I wish to create a network with ~200 end-devices, ~25 routers, with bi-directional communications between the coordinator and end-devices.
One of the requirements is to minimise the latency between coordinator and each end-device, yet maintain low-power operation. So I hope to make the end-devices do this:
- Each time an end-device wakes up, it wakes up for just a short time and polls rapidly. If it gets one packet, it extends its wake-up time, so that it will eventually get all its packets from its parent.
- End-devices will wake up often (between 100ms to 1000ms) to keep the latency low.
- It is not necessary to guarantee that an end-device gets all its packets every time it wakes up. e.g. if the poll fails, just try again the next time.
From the manual, it seems that 10ms is just enough (assuming no packet losses) for an end-device to poll and receive a packet from its parent.

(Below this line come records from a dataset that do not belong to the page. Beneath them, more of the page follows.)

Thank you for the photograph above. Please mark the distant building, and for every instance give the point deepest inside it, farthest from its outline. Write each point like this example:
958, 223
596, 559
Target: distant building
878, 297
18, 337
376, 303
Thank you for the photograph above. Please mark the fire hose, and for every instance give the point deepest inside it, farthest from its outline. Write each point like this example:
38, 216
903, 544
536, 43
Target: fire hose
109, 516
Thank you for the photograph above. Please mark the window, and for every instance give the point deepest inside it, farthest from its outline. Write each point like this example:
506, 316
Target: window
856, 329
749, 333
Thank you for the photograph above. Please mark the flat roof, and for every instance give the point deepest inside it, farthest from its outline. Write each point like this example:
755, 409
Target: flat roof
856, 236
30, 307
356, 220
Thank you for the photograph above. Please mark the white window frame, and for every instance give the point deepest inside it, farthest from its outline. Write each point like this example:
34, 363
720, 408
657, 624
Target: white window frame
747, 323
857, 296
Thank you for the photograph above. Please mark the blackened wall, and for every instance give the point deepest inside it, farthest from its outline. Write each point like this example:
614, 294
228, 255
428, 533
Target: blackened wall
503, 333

So I’m planning to set the sleep settings like this:
SM (Sleep mode) = 5
ST (Time before sleep) = 20ms
SP (Cyclic sleep period) = between 100ms to 1000ms
SO (Sleep options) = 0
SN (Number of cyclic sleep periods) = 0xFFFF
PO (Poll rate) = 15ms
Do you think this’ll work? Has anyone had experience with such a setup, and would like to share your experience?
Also, anyone knows if each end-device poll will result in the end-device receiving all packets for itself from the parent, or only one packet per poll?